In treatment, our specialization spans: liver‑directed theranostics—sorafenib–gold nanoconjugates and bimetallic redox nanoprobes for drug‑resistant hepatobiliary tumors under image guidance; regenerative adjuncts hepatic progenitor cell infusions and bioengineered humanized liver grafts for acute and chronic failure, complemented by therapeutic exosomes to promote repair; neural targeting magnetically navigable nanoparticles and NSC co‑therapies designed around transporter and stress‑response biology; and critical‑care interfaces nano‑enabled strategies that are timed and tuned using our sepsis and endothelial dysfunction biomarker panels. Each pathway is protocolized but remains individualized through companion diagnostics and on‑treatment molecular readouts.

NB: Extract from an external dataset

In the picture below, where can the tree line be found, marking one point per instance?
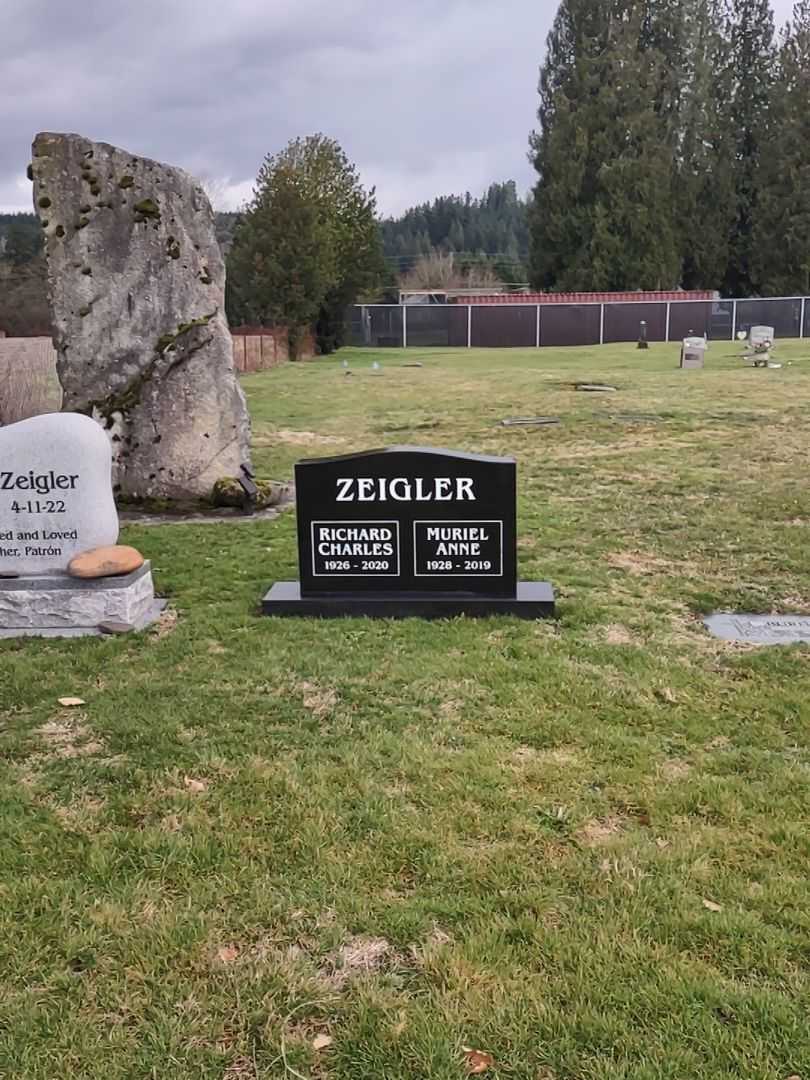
(673, 148)
(488, 231)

A typical patient journey under our nanomedicine program
Patients begin with a molecular–radiologic baseline built from advanced MRI using dual‑mode nano‑contrast, plasma cfDNA and mitochondrial DNA quantification, and disease‑specific genotyping or virulence profiling when indicated. A tumor exhibiting chemoresistance, for example, might be assigned a sorafenib gold nanoconjugate protocol with hyperthermia augmentation where bimetallic nanoprobes both sensitize the lesion and allow intra‑procedural monitoring. In parallel, liver‑function trends and inflammatory indices are tracked. If decompensation risk emerges, we layer in hepatic progenitor cell support or implant a bioengineered auxiliary graft for bridging, then de‑escalate once parenchymal recovery is evident. In neural care, we assess BBB permeability surrogates and transporter signatures to select a BBB‑crossing nanocarrier, optionally combining it with magnetically guided NSCs; intra‑patient parameters such as heat‑shock responses influence release‑profile settings and cooling adjuncts. The plan adapts at predefined checkpoints based on imaging signal changes, cfDNA kinetics, and biomarker panels, with safety gates triggered by endothelial injury markers in the ICU setting.

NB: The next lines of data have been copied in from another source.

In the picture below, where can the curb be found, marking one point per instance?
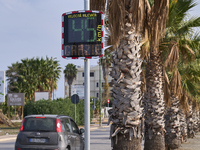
(4, 138)
(7, 138)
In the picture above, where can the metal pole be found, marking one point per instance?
(87, 93)
(75, 112)
(100, 92)
(15, 112)
(87, 103)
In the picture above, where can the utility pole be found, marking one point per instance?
(100, 91)
(87, 92)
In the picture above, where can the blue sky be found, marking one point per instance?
(32, 28)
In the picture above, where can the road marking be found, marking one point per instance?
(7, 139)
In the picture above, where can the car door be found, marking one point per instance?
(71, 138)
(76, 134)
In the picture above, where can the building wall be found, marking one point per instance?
(94, 81)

What sets our treatment specialization apart
Our nanomedicine is not a stand‑alone experiment; it is embedded in a mature translational framework that has already delivered clinical hepatocyte and progenitor cell therapies, including peritoneal and intra‑arterial routes, and demonstrated in‑vivo support with bioengineered humanized livers. Add to this our validated nano‑contrast agents for MRI, drug‑nanoconjugates that overcome resistance, magnetic homing strategies, and rapid molecular assays, and you have a continuum capable of diagnosing, treating, and adaptively managing complex hepatic and neural diseases with precision. This depth materials to molecules to mechanisms to medicine is the essence of CLRD’s capability in both diagnosis and treatment.